Project: Knocknashee Archaeology Project
Directors: Dr. Dirk Brandherm, Cormac McSparron, Queen’s University Belfast
Location: Knocknashee, Lavagh, Tubbercurry, Co. Sligo
Year: 2016-ongoing
Funding: Royal Irish Academy Grant (2016, 2017)
Aim: Geophysical surveys assessed house sites on the plateau of Knocknashee, a hillfort complex which also contains two Passage Tombs. In 2016 I directed surveys at Earthsound Archaeological Geophysics across the entire hillfort interior – more than 20 ha in size – using Magnetic Susceptibility to identify zonations of activity alongside volunteers from IT Sligo. Specific clusters of huts and enclosures were further investigated with high-resolution Magnetometry and Earth Resistance surveys. I returned in 2017 to direct a Magnetometer survey across the southern half of the plateau and targeted Metal Detection surveys over house groups in advance of an excavation by Queen’s University Belfast. I’ve also been analysing soils recovered from the excavation using a variety of geoarchaeological techniques at IT Sligo.

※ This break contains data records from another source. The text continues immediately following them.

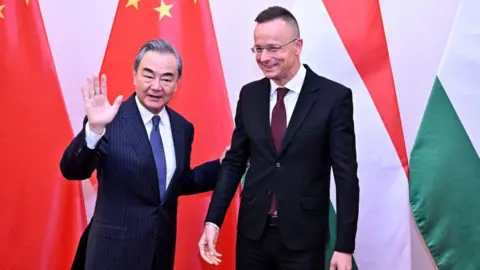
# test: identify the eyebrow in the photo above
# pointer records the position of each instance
(170, 74)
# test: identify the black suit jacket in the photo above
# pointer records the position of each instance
(320, 135)
(130, 224)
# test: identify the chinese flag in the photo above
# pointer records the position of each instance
(201, 98)
(41, 214)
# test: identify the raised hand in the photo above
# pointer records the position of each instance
(99, 111)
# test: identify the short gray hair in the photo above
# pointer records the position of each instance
(161, 46)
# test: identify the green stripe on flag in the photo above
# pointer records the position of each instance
(333, 234)
(445, 185)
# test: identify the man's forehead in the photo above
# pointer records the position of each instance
(159, 64)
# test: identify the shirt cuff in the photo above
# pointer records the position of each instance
(91, 137)
(214, 225)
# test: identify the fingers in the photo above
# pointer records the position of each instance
(118, 102)
(212, 254)
(207, 250)
(96, 84)
(91, 87)
(333, 264)
(103, 87)
(85, 93)
(202, 247)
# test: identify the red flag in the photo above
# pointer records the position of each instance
(42, 214)
(201, 98)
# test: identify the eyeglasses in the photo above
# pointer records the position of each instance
(270, 49)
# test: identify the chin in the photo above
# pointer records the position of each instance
(270, 74)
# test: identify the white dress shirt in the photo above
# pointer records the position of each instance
(290, 100)
(165, 131)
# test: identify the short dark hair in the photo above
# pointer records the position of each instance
(276, 12)
(161, 46)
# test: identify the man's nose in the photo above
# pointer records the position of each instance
(264, 56)
(156, 85)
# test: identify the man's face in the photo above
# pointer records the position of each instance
(156, 79)
(277, 48)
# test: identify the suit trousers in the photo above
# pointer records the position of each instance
(270, 253)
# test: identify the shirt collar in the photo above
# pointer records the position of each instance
(147, 115)
(295, 84)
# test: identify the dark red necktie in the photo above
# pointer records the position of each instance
(279, 127)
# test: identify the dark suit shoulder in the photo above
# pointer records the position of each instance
(254, 85)
(175, 116)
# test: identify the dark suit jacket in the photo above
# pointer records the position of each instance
(320, 135)
(130, 224)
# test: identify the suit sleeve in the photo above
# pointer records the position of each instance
(203, 177)
(344, 159)
(79, 161)
(232, 169)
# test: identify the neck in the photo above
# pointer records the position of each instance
(288, 75)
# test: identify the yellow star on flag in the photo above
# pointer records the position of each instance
(164, 10)
(1, 8)
(131, 3)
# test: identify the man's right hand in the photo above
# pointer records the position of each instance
(206, 245)
(99, 111)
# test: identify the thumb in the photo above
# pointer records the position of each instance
(118, 102)
(211, 244)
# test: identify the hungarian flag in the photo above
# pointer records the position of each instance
(388, 52)
(201, 98)
(42, 214)
(445, 163)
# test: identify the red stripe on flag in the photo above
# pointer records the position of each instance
(360, 26)
(42, 214)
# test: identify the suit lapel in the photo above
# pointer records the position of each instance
(305, 101)
(135, 129)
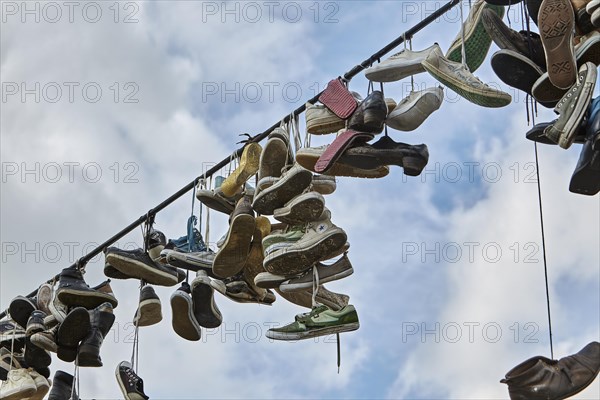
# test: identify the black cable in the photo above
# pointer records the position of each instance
(347, 76)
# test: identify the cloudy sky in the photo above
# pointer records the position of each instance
(109, 107)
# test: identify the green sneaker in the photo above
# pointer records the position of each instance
(477, 40)
(319, 322)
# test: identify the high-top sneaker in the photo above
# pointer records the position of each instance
(73, 291)
(131, 385)
(62, 387)
(19, 385)
(101, 320)
(321, 239)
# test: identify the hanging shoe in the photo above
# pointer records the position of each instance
(138, 264)
(306, 207)
(398, 66)
(327, 273)
(249, 163)
(556, 22)
(231, 257)
(19, 385)
(132, 386)
(62, 387)
(541, 378)
(320, 321)
(477, 40)
(101, 320)
(206, 311)
(149, 308)
(73, 291)
(458, 78)
(414, 109)
(573, 107)
(184, 322)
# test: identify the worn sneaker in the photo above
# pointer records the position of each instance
(399, 66)
(321, 238)
(304, 208)
(206, 311)
(326, 273)
(556, 21)
(292, 183)
(138, 264)
(184, 322)
(231, 257)
(149, 309)
(132, 386)
(319, 321)
(19, 385)
(249, 163)
(573, 107)
(458, 78)
(414, 109)
(477, 40)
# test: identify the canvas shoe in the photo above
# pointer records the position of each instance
(249, 163)
(528, 44)
(458, 78)
(320, 120)
(307, 157)
(477, 40)
(320, 321)
(20, 310)
(184, 322)
(327, 273)
(62, 387)
(41, 383)
(231, 257)
(573, 107)
(304, 208)
(149, 308)
(292, 183)
(556, 21)
(206, 311)
(399, 66)
(132, 386)
(414, 109)
(320, 240)
(139, 265)
(19, 385)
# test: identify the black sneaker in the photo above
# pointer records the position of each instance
(20, 309)
(149, 309)
(131, 385)
(138, 264)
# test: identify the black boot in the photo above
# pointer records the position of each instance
(62, 387)
(101, 320)
(73, 291)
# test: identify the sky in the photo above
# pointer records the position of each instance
(109, 107)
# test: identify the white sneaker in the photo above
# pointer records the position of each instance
(400, 65)
(19, 385)
(415, 108)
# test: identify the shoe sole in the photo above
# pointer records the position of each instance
(477, 41)
(304, 208)
(556, 21)
(139, 270)
(308, 161)
(205, 309)
(491, 98)
(276, 196)
(293, 287)
(298, 257)
(231, 257)
(150, 311)
(330, 330)
(183, 318)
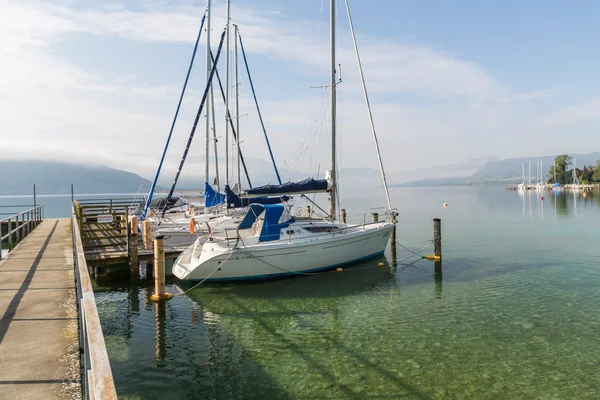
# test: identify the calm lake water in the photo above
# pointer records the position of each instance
(514, 314)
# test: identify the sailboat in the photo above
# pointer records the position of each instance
(522, 186)
(191, 221)
(270, 242)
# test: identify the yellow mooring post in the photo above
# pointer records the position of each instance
(147, 231)
(437, 238)
(159, 270)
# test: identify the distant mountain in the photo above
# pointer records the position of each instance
(56, 178)
(512, 167)
(509, 170)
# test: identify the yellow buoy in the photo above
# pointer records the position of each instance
(157, 297)
(433, 257)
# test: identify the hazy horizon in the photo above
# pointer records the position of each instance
(99, 82)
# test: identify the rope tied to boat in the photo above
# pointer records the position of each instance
(207, 277)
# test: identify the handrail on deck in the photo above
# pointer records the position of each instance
(24, 223)
(97, 382)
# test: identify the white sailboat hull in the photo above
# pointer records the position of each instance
(280, 259)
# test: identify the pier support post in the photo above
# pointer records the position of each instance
(134, 263)
(10, 235)
(393, 247)
(147, 235)
(437, 237)
(159, 270)
(438, 279)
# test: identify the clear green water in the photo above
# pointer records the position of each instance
(514, 314)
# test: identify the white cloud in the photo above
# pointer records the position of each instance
(586, 111)
(59, 110)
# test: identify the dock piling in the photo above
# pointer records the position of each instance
(159, 270)
(133, 247)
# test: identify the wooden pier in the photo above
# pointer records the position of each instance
(103, 227)
(39, 345)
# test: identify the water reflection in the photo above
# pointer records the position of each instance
(161, 336)
(438, 280)
(565, 203)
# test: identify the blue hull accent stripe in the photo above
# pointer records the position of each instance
(258, 277)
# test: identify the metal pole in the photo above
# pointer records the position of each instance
(262, 123)
(162, 159)
(332, 199)
(227, 17)
(212, 107)
(231, 122)
(364, 85)
(237, 107)
(208, 68)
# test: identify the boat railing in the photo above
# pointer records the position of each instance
(336, 231)
(15, 227)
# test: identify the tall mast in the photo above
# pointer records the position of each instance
(227, 94)
(332, 200)
(208, 103)
(237, 106)
(364, 85)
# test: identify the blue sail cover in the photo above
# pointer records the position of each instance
(234, 201)
(306, 186)
(275, 219)
(211, 197)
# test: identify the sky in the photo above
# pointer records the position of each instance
(98, 82)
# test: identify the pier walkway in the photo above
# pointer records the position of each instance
(39, 343)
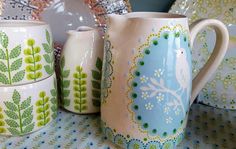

Outcomes: In Summer 2018, my work on Knocknashee Hillfort, Co. Sligo, Ireland, was published in a number of outlets. The results of the 2016 geophysical surveys were published in Emania, with additional pieces in Archaeology Ireland and PAST. The PAST item also featured an introduction to the 2017 excavation including the results of radiocarbon dates which demonstrate that all three houses date to the Late Bronze Age.
Brandherm, D., McSparron, C., Kahlert, T. & Bonsall, J. 2018. ‘Topographical and Geophysical Survey at Knocknashee, Co. Sligo – Results from the 2016 Campaign’. Emania 24 (2018), pp81-96.
Brandherm, D., McSparron, C., Kahlert, T., Bonsall, J., Wilkinson, A. & Kytmannow, T. 2018. ‘The hill of the fairies’. Archaeology Ireland, Autumn 2018.